By Justin Frederickson
The remarkable success of the Butte Creek project highlighted in this issue represents a microcosm of what the new Resiliency Strategy envisions throughout the Sacramento Valley. And recent developments on the Tuolumne River, for example, suggest something similar is occurring in the San Joaquin Valley.
What brings this about? A whole range of factors comes into play. First, there was the drought, accompanied by historic low populations of winter-run salmon and delta smelt. Agricultural water contractors south of the delta and on the west side of the Sacramento Valley saw multiple years of zero or near-zero allocations. Even more-senior contractors were cut back more than anyone ever thought possible.
In the background, existing biological opinions about fish restoration are undergoing review. On the horizon are looming deadlines for formation of groundwater sustainability agencies, local groundwater sustainability plans, and eventual efforts to transition toward long-term groundwater sustainability.
In the Sacramento Valley, problems with winter-run salmon and related restrictions on summer cold-water releases from Shasta Lake constrained and complicated North Valley water deliveries, affecting summer delta operations like never before during the drought. Downstream, fish surveys for the delta smelt came up nearly empty.
Meanwhile, the State Water Resources Control Board released an environmental document proposing 30-to-50 percent “unimpaired flows” for the lower San Joaquin, Tuolumne, Stanislaus and Merced rivers. The board is driving at eventual, equivalent flow requirements on the Sacramento River and in the delta, too. As if all of that weren’t enough, ongoing water rights proceedings before the state water board and a decade of work on a proposed delta conveyance fix face critical, rapidly approaching decision points.
Against this complicated backdrop, efforts such as the Sacramento Valley Salmon Resiliency Strategy, a similar Delta Smelt Resiliency Strategy begun last year and comprehensive proposals by water districts on the lower San Joaquin tributaries are trying to create a path forward.
The basic sentiment is simple: Our year-to-year water situation is terrible, the fish situation is terrible, and both problems are only getting worse. What can we do differently?
As regulatory agencies commit and redirect so much water—and plan to commit and redirect even more—shouldn’t we be trying to reduce the impacts on people? And shouldn’t we want to maximize the chances that all of that water will at least do what it’s supposed to?
The regulators tell us all of that water is supposed to help the fish. But regulating farmers into oblivion doesn’t seem to be working so well for the fish, either. So, farmers want to do for fish much the same thing Sacramento Valley rice farmers did for waterfowl when they worked with conservationists and duck hunters to utilize innovative rice straw decomposition and other practices to transform the Pacific Flyway.

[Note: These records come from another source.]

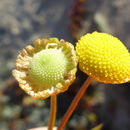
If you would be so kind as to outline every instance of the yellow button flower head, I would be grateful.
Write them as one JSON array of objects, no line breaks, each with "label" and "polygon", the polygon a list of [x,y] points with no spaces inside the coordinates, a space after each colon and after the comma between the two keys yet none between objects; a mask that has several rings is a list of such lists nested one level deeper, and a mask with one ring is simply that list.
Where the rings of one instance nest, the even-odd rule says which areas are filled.
[{"label": "yellow button flower head", "polygon": [[106,33],[88,33],[76,44],[79,68],[100,82],[130,81],[130,53],[122,42]]},{"label": "yellow button flower head", "polygon": [[71,43],[43,38],[19,53],[13,76],[33,98],[64,92],[75,79],[77,59]]}]

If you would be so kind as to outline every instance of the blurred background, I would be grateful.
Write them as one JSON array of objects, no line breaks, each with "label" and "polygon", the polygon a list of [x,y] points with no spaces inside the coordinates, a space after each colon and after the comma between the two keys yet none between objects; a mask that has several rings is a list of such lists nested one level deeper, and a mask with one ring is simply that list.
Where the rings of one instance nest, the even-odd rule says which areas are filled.
[{"label": "blurred background", "polygon": [[[37,38],[58,37],[75,45],[95,30],[118,37],[130,49],[130,0],[0,0],[0,130],[47,126],[49,99],[34,100],[12,77],[18,50]],[[56,125],[87,78],[77,79],[58,95]],[[66,130],[130,130],[130,83],[93,81],[70,118]]]}]

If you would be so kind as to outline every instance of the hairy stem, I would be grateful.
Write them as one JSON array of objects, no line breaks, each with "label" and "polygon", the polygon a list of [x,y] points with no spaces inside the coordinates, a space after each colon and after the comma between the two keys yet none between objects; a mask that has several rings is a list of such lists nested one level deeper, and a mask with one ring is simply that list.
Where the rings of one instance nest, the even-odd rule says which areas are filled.
[{"label": "hairy stem", "polygon": [[66,125],[67,121],[69,120],[71,114],[73,113],[74,109],[76,108],[79,100],[81,99],[81,97],[85,93],[86,89],[88,88],[88,86],[89,86],[89,84],[91,83],[92,80],[93,80],[93,78],[89,77],[85,81],[85,83],[83,84],[83,86],[80,88],[80,90],[78,91],[77,95],[73,99],[70,107],[68,108],[67,112],[65,113],[65,115],[64,115],[61,123],[59,124],[58,130],[62,130],[64,128],[64,126]]},{"label": "hairy stem", "polygon": [[48,124],[48,130],[53,130],[56,120],[56,109],[57,109],[57,95],[53,95],[51,96],[51,110],[50,110],[50,120]]}]

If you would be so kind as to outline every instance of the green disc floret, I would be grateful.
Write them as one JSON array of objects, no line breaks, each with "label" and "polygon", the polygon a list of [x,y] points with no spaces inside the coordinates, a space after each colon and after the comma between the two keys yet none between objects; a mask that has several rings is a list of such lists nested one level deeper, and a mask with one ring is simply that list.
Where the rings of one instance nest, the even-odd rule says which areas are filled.
[{"label": "green disc floret", "polygon": [[67,58],[61,49],[46,49],[34,54],[29,74],[37,86],[55,87],[63,79]]}]

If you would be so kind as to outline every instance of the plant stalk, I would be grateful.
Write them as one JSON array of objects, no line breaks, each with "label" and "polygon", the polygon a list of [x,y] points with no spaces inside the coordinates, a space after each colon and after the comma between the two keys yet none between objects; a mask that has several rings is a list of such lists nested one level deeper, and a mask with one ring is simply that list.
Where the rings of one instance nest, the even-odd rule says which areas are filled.
[{"label": "plant stalk", "polygon": [[61,120],[61,123],[58,126],[58,130],[62,130],[64,128],[64,126],[66,125],[67,121],[69,120],[71,114],[73,113],[74,109],[76,108],[79,100],[84,95],[86,89],[88,88],[88,86],[89,86],[89,84],[91,83],[92,80],[93,80],[92,77],[88,77],[88,79],[85,81],[83,86],[80,88],[77,95],[73,99],[70,107],[68,108],[67,112],[65,113],[63,119]]},{"label": "plant stalk", "polygon": [[57,109],[57,95],[51,96],[51,109],[50,109],[50,119],[48,124],[48,130],[53,130],[55,120],[56,120],[56,109]]}]

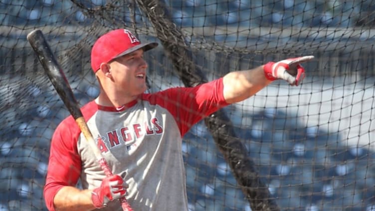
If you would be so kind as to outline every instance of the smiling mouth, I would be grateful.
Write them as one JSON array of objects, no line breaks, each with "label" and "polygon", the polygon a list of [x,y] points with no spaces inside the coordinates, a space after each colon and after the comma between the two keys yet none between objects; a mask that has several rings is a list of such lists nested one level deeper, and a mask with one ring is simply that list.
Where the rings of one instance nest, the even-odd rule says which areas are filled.
[{"label": "smiling mouth", "polygon": [[145,78],[145,74],[143,73],[138,74],[136,75],[136,77],[137,78]]}]

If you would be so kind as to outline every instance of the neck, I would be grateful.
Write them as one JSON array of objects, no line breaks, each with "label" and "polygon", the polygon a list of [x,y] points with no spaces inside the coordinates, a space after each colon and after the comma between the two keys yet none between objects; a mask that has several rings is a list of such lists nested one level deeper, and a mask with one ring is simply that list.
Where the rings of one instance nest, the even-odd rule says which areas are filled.
[{"label": "neck", "polygon": [[109,96],[104,92],[101,92],[95,102],[102,106],[119,108],[136,99],[139,96]]}]

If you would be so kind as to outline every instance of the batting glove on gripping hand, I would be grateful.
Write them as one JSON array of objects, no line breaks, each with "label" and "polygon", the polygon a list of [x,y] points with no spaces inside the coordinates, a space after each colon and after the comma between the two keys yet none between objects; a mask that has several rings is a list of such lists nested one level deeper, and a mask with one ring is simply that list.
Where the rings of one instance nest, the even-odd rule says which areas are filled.
[{"label": "batting glove on gripping hand", "polygon": [[268,80],[283,79],[290,85],[298,86],[305,78],[305,69],[300,63],[313,58],[314,56],[306,56],[288,58],[276,63],[270,62],[264,65],[264,74]]},{"label": "batting glove on gripping hand", "polygon": [[109,202],[125,195],[128,185],[119,175],[115,175],[103,180],[100,187],[94,189],[91,200],[96,208],[106,207]]}]

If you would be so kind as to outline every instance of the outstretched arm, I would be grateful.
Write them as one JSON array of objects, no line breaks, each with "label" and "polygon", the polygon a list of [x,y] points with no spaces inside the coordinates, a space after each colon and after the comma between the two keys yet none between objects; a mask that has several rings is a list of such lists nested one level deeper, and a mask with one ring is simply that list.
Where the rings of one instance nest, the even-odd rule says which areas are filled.
[{"label": "outstretched arm", "polygon": [[250,70],[230,72],[223,78],[224,98],[229,104],[241,101],[276,79],[298,86],[305,77],[305,69],[300,63],[313,58],[313,56],[290,58]]}]

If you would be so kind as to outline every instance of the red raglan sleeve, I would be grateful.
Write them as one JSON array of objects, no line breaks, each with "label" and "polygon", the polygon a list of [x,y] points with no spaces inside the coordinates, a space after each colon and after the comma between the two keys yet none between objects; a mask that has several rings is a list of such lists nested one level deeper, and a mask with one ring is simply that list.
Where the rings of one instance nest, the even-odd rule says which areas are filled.
[{"label": "red raglan sleeve", "polygon": [[81,173],[81,159],[77,151],[80,130],[71,117],[59,125],[51,140],[43,193],[49,211],[55,210],[53,199],[57,192],[64,186],[75,186]]},{"label": "red raglan sleeve", "polygon": [[223,89],[220,78],[194,87],[167,89],[157,93],[156,100],[175,117],[184,136],[194,124],[228,105]]}]

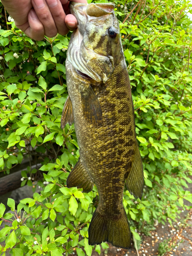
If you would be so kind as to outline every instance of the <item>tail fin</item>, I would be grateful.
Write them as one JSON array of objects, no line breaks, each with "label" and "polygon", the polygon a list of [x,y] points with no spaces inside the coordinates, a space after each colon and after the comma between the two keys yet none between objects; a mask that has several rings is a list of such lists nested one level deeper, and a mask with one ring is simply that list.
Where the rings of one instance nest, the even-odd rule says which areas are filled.
[{"label": "tail fin", "polygon": [[129,249],[131,232],[125,211],[114,216],[104,216],[97,208],[89,228],[89,244],[91,245],[109,242],[116,247]]}]

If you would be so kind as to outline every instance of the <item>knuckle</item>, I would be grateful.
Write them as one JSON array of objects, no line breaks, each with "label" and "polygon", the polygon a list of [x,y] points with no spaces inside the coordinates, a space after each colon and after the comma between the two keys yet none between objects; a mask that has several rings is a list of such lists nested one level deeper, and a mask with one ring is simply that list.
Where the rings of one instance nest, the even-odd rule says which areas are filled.
[{"label": "knuckle", "polygon": [[41,13],[40,16],[39,17],[39,19],[42,22],[47,22],[48,21],[50,20],[50,15],[49,13]]}]

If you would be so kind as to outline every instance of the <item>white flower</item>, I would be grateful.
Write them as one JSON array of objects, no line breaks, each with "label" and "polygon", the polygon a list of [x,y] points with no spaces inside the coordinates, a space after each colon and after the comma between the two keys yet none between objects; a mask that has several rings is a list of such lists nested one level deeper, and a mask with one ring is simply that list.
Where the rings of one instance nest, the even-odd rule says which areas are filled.
[{"label": "white flower", "polygon": [[16,53],[16,52],[15,52],[14,53],[13,53],[13,57],[14,57],[16,59],[18,59],[18,56],[17,53]]}]

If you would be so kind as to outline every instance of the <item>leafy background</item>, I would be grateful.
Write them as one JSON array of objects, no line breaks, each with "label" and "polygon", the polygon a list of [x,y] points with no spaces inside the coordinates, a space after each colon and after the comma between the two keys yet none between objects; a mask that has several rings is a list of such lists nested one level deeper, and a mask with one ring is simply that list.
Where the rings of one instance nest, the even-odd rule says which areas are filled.
[{"label": "leafy background", "polygon": [[[184,199],[192,203],[186,183],[192,182],[192,29],[186,15],[192,5],[186,0],[112,2],[144,166],[142,201],[126,188],[123,196],[134,240],[139,244],[137,230],[146,233],[157,221],[172,225],[181,210],[191,208]],[[66,187],[79,156],[74,125],[60,127],[71,33],[35,41],[15,27],[1,2],[0,13],[0,174],[8,175],[29,158],[22,185],[32,186],[34,193],[18,205],[9,199],[13,214],[5,214],[0,204],[0,224],[12,223],[0,231],[0,255],[7,250],[13,255],[91,256],[93,248],[99,253],[100,245],[90,246],[88,240],[98,201],[96,187],[89,194]],[[38,163],[40,168],[32,168]]]}]

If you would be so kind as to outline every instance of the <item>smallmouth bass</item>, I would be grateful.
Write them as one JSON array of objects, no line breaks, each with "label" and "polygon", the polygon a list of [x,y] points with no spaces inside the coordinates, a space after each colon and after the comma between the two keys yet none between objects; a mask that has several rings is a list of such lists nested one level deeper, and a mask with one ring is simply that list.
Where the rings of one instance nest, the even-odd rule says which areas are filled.
[{"label": "smallmouth bass", "polygon": [[78,27],[66,62],[69,93],[61,127],[74,122],[80,158],[68,187],[89,192],[95,183],[99,203],[89,228],[91,245],[108,241],[131,246],[122,204],[125,181],[141,198],[143,172],[135,133],[130,82],[113,4],[72,3]]}]

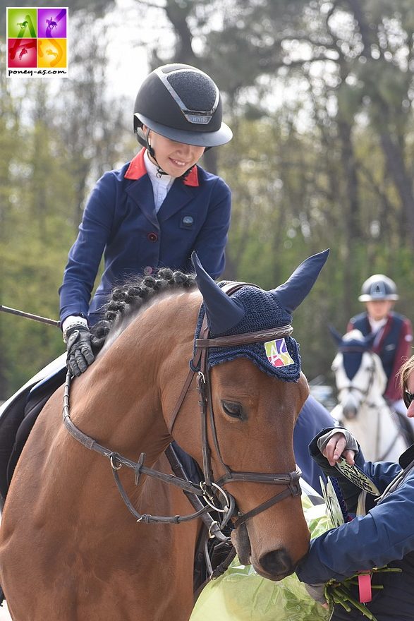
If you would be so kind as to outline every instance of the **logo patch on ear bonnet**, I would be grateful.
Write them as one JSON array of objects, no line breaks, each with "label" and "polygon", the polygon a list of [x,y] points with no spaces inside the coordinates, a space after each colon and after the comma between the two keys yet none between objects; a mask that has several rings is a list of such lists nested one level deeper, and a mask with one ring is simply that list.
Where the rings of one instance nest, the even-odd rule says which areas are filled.
[{"label": "logo patch on ear bonnet", "polygon": [[264,349],[267,359],[272,366],[288,366],[290,364],[295,364],[294,360],[288,351],[284,338],[267,341],[264,343]]}]

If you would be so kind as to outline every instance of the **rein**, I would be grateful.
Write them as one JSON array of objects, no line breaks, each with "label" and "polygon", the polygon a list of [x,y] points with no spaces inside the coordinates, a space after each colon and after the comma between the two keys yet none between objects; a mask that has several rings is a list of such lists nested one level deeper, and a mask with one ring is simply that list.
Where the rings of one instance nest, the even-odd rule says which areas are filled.
[{"label": "rein", "polygon": [[[242,287],[250,283],[230,283],[224,285],[224,290],[228,295],[231,295]],[[252,285],[256,287],[256,285]],[[69,409],[69,392],[71,385],[71,375],[68,372],[65,383],[63,395],[63,424],[69,433],[86,448],[94,450],[99,454],[109,459],[112,474],[119,493],[125,502],[128,510],[135,518],[137,522],[145,524],[179,524],[188,521],[198,517],[206,517],[212,511],[217,512],[223,514],[221,523],[217,521],[210,522],[209,528],[209,536],[217,537],[221,541],[228,537],[224,535],[221,529],[227,524],[231,517],[235,515],[235,501],[233,496],[226,492],[222,486],[233,481],[248,481],[251,483],[262,483],[271,485],[285,486],[286,489],[272,496],[268,500],[245,514],[240,512],[237,514],[234,522],[234,527],[237,528],[247,520],[257,515],[266,509],[283,500],[289,496],[298,496],[301,494],[299,479],[301,475],[300,469],[296,466],[293,472],[280,474],[267,474],[262,472],[238,472],[231,471],[224,463],[220,452],[218,438],[216,433],[214,411],[212,408],[211,382],[209,370],[208,368],[208,351],[210,347],[231,346],[238,344],[250,344],[255,342],[264,342],[270,339],[288,336],[293,332],[291,325],[284,325],[279,328],[257,332],[246,332],[242,334],[235,334],[229,337],[209,337],[207,316],[205,315],[200,330],[200,338],[195,339],[195,352],[193,359],[190,362],[190,370],[184,382],[184,385],[178,397],[176,406],[173,410],[169,423],[169,432],[172,433],[174,423],[179,414],[181,405],[185,399],[192,380],[197,375],[197,389],[200,394],[199,404],[202,420],[202,471],[204,481],[199,486],[185,480],[183,477],[159,472],[152,468],[144,466],[145,454],[141,453],[138,462],[133,462],[119,453],[111,451],[97,442],[90,436],[81,431],[72,422],[70,416]],[[211,450],[208,442],[208,424],[209,423],[214,448],[217,454],[225,474],[217,482],[214,481],[212,466],[211,462]],[[148,514],[139,513],[130,502],[128,494],[125,490],[119,478],[118,471],[125,466],[134,471],[135,483],[138,485],[141,474],[157,478],[164,483],[174,485],[181,488],[186,495],[195,495],[196,497],[202,497],[206,505],[192,514],[180,516],[158,516]],[[195,499],[197,500],[197,499]],[[193,501],[192,501],[193,502]],[[193,502],[193,506],[200,506],[200,501]]]}]

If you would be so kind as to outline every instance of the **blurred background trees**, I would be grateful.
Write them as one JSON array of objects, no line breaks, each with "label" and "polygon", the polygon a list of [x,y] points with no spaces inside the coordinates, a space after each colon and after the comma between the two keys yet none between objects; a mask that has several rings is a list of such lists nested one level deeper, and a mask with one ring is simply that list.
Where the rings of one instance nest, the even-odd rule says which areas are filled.
[{"label": "blurred background trees", "polygon": [[[273,288],[331,248],[294,322],[308,379],[329,378],[328,324],[344,331],[371,274],[396,282],[396,310],[414,320],[410,0],[66,4],[69,79],[17,83],[0,73],[1,303],[57,317],[87,194],[136,152],[133,99],[111,88],[108,63],[110,42],[128,24],[146,69],[194,64],[223,92],[234,138],[208,152],[205,165],[233,191],[224,277]],[[135,92],[137,67],[128,63]],[[0,399],[63,351],[59,330],[2,313]]]}]

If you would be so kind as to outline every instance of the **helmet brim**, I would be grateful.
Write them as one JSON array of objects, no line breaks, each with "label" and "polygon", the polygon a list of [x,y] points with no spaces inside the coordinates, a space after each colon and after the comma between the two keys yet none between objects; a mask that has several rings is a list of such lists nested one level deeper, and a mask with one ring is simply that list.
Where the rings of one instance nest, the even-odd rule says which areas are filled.
[{"label": "helmet brim", "polygon": [[395,302],[396,300],[399,300],[399,299],[400,296],[397,296],[396,294],[389,294],[388,296],[380,296],[377,298],[365,294],[363,296],[360,296],[358,300],[360,302],[375,302],[377,301],[381,301],[381,300],[391,300],[391,301]]},{"label": "helmet brim", "polygon": [[184,129],[175,129],[173,127],[166,127],[138,112],[135,113],[135,116],[141,123],[160,135],[184,145],[193,145],[195,147],[219,147],[230,142],[233,138],[233,132],[225,123],[221,123],[220,128],[217,131],[188,131]]}]

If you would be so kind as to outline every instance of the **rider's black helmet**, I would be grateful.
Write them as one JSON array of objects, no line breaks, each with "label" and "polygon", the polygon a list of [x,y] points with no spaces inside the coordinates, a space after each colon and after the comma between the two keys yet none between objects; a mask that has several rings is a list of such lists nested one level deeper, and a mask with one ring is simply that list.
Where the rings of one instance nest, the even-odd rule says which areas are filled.
[{"label": "rider's black helmet", "polygon": [[145,146],[142,125],[178,143],[217,147],[233,136],[222,116],[220,92],[207,73],[190,65],[164,65],[150,73],[138,91],[134,131]]},{"label": "rider's black helmet", "polygon": [[370,277],[361,287],[360,302],[370,302],[374,300],[398,300],[397,288],[394,280],[384,274],[374,274]]}]

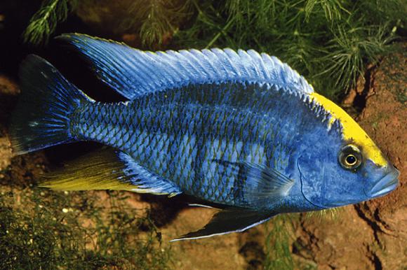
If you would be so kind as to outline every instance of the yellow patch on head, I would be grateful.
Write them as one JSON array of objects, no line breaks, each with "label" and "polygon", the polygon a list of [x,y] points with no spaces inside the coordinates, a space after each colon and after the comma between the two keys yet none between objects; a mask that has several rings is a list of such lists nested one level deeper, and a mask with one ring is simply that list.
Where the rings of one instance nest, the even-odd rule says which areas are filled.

That’s what farmers naturally do so well: Find a solution, fix the problem, manage it and move on.
That represents a big improvement: Working through a mix of required and voluntary actions toward species recovery and resiliency, rather than just survival; focusing on watershed-, landscape- and process-based approaches, rather than isolated, single-species actions; recognizing the relationship between flow and non-flow variables; building conservation partnerships across traditional battle lines; incorporating robust, science-based biological objectives and adaptive management strategies that take account of all species life stages; integrating solutions from ecosystem improvements to flood protection to coordinated reservoir operations to water trading to base flow augmentation and groundwater recharge; and preserving and incorporating working landscapes as part of the overall solution—all are part of a new experiment.
But for the farmers to maintain this course, there must eventually be a result. As with all other water uses in arid California, water foregone or recommitted to the environment must be budgeted and precisely targeted for maximum effect. Incentives must line up. Regulatory and institutional structures must motivate the desired behaviors, and desired behaviors must be recognized, duly credited and rewarded.
Mutual benefits, market forces, mitigation and compensation must be part of the equation. Water rights priorities, water quality and third parties—including landowners and senior water rights holders—must be taken into account. And farmers must have certain assurances, a certain amount of peace and a basic ability to plan into the future to feel they have a fighting chance.
It’s a tall order to be sure—and particularly so in the rough-and-tumble world of California water. But if we’re going to preserve and protect the amazing food production system represented by California agriculture as we try to recover our natural and aquatic ecosystems, it’s going to take a whole new approach.
It’s been painful getting here, but we may be turning a corner. For the good of all, let’s hope it works.